Saturday 11 February 2017

Paying the price for good health

The Institute for Fiscal Studies released its annual Green Budget publication earlier this week (here). It is intended as a comprehensive assessment of the challenges facing the UK government as it prepares to unveil its official budget (scheduled this year for 8 March). It is certainly comprehensive – the report extends to 312 pages. However, one thing particularly jumped out at me: In the chapter on health and social spending, the authors showed that over the period 1955-56 to 2015-16, real health spending in the UK grew at an average rate of 4.1% per year whereas over the period 2009-10 to 2014-15, real spending increased by just 1.1% per annum (see chart).

We should keep this in perspective: Under the previous Labour government, real spending increased at a rate of 5.9% per year, so some degree of slowdown was required. Indeed, this huge surge in outlays was designed to raise health spending as a proportion of national income towards the average levels of health spending in other western European countries – a target which was not achieved. On a per capita basis real health spending has remained roughly unchanged since 2010 although the ageing of the population, which raises the share of elderly people, means that the per capita numbers are slightly misleading.

Nonetheless, the government can claim that it has abided by its manifesto commitment to protect the National Health Service from the cuts in other public services. But at a time when the strain on the NHS is greater than ever before, the government (irrespective of political persuasion) is going to have to face up to some uncomfortable truths on the provision of health care. Part of the problem stems from the fact that although health spending has been spared the worst of the cuts, the social welfare bill has been slashed, having fallen by 1% in real terms since 2009-10. Faced with a lack of options, people are being forced to turn to the NHS for help which it is not designed to provide, which in turn impairs its ability to meet its other targets.

Professor Sir Bruce Keogh, medical director of NHS England, highlighted in a newspaper interview two years ago (here) that the lack of local services such as district nurses, beds in community hospitals and mental health support were key factors behind the rising strain on front line health services. It is not as though the government is unaware of the problem. The Times reported in December that Chancellor Philip Hammond wanted to raise the funds allocated to social welfare provision but was overruled by the prime minister. It further suggested that the issues facing social welfare are “a political problem exacerbated by political cynicism,” following the stymying of cross-party efforts to find a solution to the problem by former Chancellor George Osborne before the 2010 election.

On the basis that the NHS in England expects to face a cash shortfall of up to £30bn by 2020, what can be done to plug the hole? Unpalatable though it may sound, a simple option would be to raise taxes. A rise of 1% in the basic rate of income tax would provide £4.5bn of additional revenue by 2019-20, according to the Treasury’s ready reckoner. Bearing in mind that the basic rate today, at 20%, is the lowest in decades (40 years ago it stood at 30% and it was last cut in 2008 from 22%), this is not the worst option. A 2% rise in the higher rate of tax would yield a further £2.0bn. The government could also raise national insurance contributions which are, after all, designed to fund social welfare provision. A 1% rise in employee contributions would raise almost £4.3bn and a similar increase in employer contributions would generate £5.1bn. But the real kicker is the government’s planned cuts in corporation tax rates. Each 1% reduction in the standard rate costs £2.4bn in revenue, and with the government planning to cut the standard rate from 20% today to 17% by 2020, this will cost £7.2bn in revenue. If corporate taxes are left unchanged and the other tax hikes are implemented, this would get us two-thirds of the way towards covering the health spending shortfall.

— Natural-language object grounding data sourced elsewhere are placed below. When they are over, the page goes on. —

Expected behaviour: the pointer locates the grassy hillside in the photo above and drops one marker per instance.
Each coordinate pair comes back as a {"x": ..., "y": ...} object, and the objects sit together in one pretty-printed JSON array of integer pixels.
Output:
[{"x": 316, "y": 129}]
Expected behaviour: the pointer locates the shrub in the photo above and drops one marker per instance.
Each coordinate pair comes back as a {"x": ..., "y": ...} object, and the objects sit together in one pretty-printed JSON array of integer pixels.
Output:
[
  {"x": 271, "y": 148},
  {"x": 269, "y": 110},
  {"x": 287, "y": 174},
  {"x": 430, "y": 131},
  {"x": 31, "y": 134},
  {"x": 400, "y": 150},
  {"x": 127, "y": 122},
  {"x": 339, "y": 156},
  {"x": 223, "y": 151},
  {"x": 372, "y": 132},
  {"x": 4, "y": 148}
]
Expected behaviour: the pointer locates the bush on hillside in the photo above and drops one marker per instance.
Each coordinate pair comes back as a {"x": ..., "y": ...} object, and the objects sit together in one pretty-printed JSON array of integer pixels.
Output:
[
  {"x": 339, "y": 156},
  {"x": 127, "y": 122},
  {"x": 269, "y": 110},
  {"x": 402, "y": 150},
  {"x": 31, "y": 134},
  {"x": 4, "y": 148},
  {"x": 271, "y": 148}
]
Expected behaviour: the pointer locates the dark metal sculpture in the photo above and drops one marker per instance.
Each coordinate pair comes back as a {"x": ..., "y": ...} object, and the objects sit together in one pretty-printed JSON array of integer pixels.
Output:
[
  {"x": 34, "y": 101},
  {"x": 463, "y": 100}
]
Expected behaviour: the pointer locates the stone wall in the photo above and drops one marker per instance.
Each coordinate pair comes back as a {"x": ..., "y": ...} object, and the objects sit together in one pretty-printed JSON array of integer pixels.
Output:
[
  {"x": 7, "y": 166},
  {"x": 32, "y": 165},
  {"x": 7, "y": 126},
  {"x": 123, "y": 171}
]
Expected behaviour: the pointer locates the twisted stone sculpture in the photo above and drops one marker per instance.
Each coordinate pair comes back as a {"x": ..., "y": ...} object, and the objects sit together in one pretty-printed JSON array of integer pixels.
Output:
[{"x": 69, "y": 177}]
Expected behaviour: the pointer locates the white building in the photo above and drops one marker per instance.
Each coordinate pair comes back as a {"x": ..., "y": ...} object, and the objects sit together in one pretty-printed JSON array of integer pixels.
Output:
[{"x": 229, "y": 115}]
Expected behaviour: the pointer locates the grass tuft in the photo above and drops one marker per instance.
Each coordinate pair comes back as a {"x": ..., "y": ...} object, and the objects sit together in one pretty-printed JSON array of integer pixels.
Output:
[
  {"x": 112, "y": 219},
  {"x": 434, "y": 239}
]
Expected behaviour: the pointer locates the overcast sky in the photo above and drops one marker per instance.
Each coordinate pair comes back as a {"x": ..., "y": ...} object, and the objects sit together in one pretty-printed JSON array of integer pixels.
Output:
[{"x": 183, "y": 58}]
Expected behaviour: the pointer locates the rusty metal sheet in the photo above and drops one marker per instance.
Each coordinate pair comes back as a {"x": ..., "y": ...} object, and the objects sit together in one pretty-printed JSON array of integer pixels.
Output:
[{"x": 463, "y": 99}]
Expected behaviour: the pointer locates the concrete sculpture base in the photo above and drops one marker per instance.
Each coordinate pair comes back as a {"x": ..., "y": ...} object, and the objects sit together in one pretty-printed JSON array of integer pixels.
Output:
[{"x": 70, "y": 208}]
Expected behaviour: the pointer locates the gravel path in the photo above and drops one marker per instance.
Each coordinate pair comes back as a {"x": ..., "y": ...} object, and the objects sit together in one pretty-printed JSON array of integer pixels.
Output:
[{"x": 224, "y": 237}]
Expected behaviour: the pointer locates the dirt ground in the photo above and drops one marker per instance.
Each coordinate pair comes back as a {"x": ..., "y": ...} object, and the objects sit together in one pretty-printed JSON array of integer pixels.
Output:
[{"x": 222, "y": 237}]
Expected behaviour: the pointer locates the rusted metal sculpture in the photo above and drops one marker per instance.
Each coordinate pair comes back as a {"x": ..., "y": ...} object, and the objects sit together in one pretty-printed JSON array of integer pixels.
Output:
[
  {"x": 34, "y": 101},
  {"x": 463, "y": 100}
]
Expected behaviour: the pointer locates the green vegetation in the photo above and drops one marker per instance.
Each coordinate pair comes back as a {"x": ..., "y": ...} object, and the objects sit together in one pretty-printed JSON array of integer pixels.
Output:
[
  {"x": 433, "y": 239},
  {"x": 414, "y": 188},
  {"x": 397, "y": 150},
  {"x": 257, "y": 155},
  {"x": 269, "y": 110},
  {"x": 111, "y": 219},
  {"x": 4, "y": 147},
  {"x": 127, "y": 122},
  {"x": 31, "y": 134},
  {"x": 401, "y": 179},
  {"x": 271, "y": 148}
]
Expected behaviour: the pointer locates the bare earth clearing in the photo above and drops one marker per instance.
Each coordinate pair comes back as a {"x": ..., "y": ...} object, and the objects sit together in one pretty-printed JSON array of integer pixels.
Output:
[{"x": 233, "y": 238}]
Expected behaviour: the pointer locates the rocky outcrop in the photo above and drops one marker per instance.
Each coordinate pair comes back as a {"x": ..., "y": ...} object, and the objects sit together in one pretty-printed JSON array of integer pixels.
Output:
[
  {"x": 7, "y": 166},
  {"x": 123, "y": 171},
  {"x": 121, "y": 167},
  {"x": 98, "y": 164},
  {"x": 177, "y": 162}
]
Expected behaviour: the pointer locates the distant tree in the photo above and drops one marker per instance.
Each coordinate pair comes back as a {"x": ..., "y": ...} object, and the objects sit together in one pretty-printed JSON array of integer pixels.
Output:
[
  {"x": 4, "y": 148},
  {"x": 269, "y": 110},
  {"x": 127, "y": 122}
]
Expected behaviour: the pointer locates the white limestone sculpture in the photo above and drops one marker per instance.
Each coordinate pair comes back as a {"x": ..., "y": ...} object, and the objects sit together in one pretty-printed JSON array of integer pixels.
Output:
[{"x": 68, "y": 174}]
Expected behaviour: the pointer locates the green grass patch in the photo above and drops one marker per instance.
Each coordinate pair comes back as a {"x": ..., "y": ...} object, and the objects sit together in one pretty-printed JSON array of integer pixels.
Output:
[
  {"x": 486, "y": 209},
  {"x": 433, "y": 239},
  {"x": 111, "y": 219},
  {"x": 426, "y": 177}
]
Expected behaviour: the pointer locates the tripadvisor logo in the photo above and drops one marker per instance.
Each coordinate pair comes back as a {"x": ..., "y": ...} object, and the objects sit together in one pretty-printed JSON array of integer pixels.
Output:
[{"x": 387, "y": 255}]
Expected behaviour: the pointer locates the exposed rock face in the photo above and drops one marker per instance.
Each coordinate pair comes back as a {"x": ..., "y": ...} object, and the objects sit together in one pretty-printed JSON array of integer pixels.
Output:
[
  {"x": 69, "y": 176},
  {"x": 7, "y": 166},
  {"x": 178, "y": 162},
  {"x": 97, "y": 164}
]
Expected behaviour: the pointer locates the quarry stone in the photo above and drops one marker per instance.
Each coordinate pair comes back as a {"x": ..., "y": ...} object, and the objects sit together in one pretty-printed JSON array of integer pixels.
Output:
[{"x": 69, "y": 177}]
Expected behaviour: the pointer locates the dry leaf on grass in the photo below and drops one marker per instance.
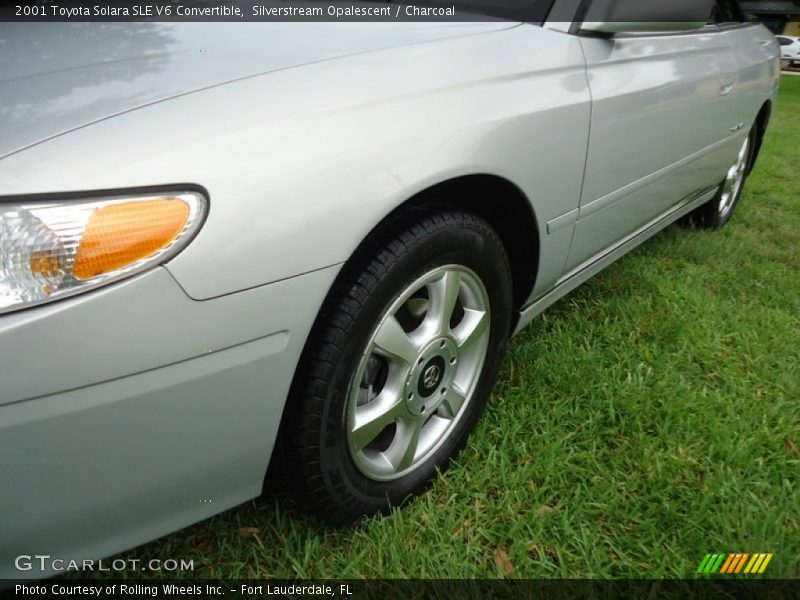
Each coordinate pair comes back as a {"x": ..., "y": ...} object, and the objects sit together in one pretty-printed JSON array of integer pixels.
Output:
[{"x": 502, "y": 560}]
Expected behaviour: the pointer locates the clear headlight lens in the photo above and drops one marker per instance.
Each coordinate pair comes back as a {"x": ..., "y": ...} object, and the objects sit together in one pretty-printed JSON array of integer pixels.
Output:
[{"x": 49, "y": 250}]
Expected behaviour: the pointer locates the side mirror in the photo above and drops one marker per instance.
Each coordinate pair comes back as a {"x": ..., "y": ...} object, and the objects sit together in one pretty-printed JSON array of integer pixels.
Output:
[{"x": 616, "y": 16}]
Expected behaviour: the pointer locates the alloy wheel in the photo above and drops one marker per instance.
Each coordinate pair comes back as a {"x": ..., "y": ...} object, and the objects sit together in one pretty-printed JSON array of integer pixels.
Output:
[{"x": 418, "y": 372}]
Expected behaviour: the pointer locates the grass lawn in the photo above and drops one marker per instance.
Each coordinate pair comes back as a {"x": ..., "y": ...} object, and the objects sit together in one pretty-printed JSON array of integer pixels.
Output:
[{"x": 650, "y": 417}]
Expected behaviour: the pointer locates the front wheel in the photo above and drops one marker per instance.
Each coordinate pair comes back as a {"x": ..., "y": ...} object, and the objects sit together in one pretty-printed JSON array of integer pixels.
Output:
[
  {"x": 399, "y": 365},
  {"x": 715, "y": 213}
]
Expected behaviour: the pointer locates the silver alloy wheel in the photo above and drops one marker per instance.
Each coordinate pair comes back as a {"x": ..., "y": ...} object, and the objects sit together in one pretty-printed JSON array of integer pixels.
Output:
[
  {"x": 418, "y": 372},
  {"x": 734, "y": 180}
]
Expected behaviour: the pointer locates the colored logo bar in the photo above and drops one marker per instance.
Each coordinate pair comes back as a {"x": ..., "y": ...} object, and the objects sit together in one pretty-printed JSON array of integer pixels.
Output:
[{"x": 729, "y": 563}]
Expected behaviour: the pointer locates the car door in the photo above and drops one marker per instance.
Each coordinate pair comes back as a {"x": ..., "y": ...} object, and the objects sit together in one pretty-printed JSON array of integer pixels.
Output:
[{"x": 660, "y": 114}]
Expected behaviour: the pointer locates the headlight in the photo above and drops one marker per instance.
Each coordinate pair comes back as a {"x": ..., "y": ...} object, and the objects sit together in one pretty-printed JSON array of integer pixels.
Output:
[{"x": 53, "y": 249}]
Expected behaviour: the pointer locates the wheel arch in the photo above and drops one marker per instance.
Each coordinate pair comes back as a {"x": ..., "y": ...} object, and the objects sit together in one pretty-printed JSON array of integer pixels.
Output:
[
  {"x": 762, "y": 122},
  {"x": 498, "y": 201}
]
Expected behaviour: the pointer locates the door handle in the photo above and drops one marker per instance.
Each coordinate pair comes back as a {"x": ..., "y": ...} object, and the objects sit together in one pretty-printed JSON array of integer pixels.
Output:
[{"x": 726, "y": 84}]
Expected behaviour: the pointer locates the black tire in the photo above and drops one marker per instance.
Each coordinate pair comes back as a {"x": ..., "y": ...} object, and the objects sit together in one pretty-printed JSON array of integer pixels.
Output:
[
  {"x": 716, "y": 213},
  {"x": 312, "y": 450}
]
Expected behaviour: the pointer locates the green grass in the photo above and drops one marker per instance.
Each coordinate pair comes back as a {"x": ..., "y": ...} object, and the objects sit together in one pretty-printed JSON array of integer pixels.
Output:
[{"x": 650, "y": 417}]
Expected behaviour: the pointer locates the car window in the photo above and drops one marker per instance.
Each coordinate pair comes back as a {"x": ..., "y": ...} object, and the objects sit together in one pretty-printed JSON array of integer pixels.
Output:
[{"x": 726, "y": 11}]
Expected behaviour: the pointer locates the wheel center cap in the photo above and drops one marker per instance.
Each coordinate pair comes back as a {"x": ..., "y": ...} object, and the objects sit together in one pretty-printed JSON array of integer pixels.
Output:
[{"x": 431, "y": 376}]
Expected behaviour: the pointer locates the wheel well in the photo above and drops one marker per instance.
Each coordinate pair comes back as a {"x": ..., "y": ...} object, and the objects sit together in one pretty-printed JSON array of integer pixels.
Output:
[
  {"x": 762, "y": 121},
  {"x": 503, "y": 205}
]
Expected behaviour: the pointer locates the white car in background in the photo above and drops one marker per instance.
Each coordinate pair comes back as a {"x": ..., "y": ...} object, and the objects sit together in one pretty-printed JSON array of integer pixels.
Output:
[{"x": 790, "y": 50}]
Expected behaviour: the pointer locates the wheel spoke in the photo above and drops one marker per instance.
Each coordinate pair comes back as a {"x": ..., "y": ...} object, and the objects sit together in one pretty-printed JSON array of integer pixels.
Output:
[
  {"x": 393, "y": 341},
  {"x": 472, "y": 328},
  {"x": 453, "y": 402},
  {"x": 444, "y": 295},
  {"x": 404, "y": 448},
  {"x": 373, "y": 418}
]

These are, of course, static calculations. Employers will create fewer jobs if payroll taxes rise which will result in less revenue than these numbers suggest. However, they illustrate that UK governments will at some point have to begin squaring the circle.  The 30 year period during which governments have cut taxes whilst promising world class public services are over.

Nobody likes to pay higher taxes of course (least of all me). Thus the other unspoken possibility is to introduce some form of charges in order to encourage rationing. One option might be to introduce an initial charge for doctor’s visits with subsequent visits incurring no such penalty. The British Medical Association reckons that there are around 340 million consultations per year; over 90% of this contact is with local general practitioners and the average member of the public sees a GP six times a year. Running through the maths, GPs see 51 million different people per year. Imagine that the first GP consultation per year was charged at £10 with subsequent ones free (with suitable exemptions for the very young and the very poor) – which is the equivalent of three pints of beer per year or 12 pints of milk – this would yield £0.5bn per year in user charges.

Whilst this is not a huge amount in the grand scheme of things, it might be the direction in which we are forced to travel. As we all know, demand for health care is near-infinite, and unfortunately we need to find ways to fund this demand as our population ages and the pressure on the system mounts. But are our governments brave enough to face up this unpalatable truth? It certainly won’t win votes but it might help to preserve the health services.